It is quite a bit confusing so if you could specify the characteristics of your problem I could be more helpful.

@AkhilAshref
Copy link

@hadisaadat reduce ur learning rate and try for a few smaller learning rates. SHould solve ur problem

@ghost
Copy link

ghost commented Jul 9, 2018

@AkhilAshref , even i had the similar issue as @hadisaadat , mine worked after reducing the lr.
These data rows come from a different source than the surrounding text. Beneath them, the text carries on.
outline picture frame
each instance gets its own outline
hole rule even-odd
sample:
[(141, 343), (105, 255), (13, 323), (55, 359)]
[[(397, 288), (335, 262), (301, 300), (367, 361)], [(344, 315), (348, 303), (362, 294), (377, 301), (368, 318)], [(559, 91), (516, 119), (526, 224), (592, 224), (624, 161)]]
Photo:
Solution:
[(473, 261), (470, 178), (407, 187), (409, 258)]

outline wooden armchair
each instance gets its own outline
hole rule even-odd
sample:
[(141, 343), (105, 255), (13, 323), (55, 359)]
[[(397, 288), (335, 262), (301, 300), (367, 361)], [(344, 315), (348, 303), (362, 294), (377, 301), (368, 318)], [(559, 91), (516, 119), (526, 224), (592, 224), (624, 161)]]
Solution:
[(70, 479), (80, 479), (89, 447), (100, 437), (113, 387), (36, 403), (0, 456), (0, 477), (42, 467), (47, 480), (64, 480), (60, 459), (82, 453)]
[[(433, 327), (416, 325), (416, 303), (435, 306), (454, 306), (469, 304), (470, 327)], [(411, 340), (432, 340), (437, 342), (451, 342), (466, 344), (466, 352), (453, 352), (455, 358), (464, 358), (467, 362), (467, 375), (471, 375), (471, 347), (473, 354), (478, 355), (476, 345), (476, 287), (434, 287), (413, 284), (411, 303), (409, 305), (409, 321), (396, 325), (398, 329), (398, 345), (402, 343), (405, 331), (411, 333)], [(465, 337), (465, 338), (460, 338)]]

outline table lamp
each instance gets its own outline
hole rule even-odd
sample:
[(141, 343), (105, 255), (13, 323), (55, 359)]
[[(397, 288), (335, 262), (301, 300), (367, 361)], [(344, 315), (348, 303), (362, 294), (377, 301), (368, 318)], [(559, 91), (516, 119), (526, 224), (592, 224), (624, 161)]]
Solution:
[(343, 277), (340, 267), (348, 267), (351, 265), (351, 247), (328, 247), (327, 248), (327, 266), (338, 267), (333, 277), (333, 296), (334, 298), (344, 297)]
But could you give a bit more detailed explanation as to why the gradient becomes zero.
Thanks

@amcneil1998
Copy link

@vishnu-zsf I'm having the same problem it seems, what optimizer/ learning rate did you use?

@ghost
Copy link

ghost commented Jul 11, 2018

@amcneil1998 , i used adam optimizer and settled on a learning rate of 0.0008 , . This was when i used 100,000 data samples and had 10 epochs. But later on when i tried to run with 30 epochs , i shifted to decaying learning rate, which after tuning for a while gave me satisfactory results. I'm pretty sure that the learning rate and all the parameters in the optimizer vary with the kind of data we have and the sheer magnitude of the features.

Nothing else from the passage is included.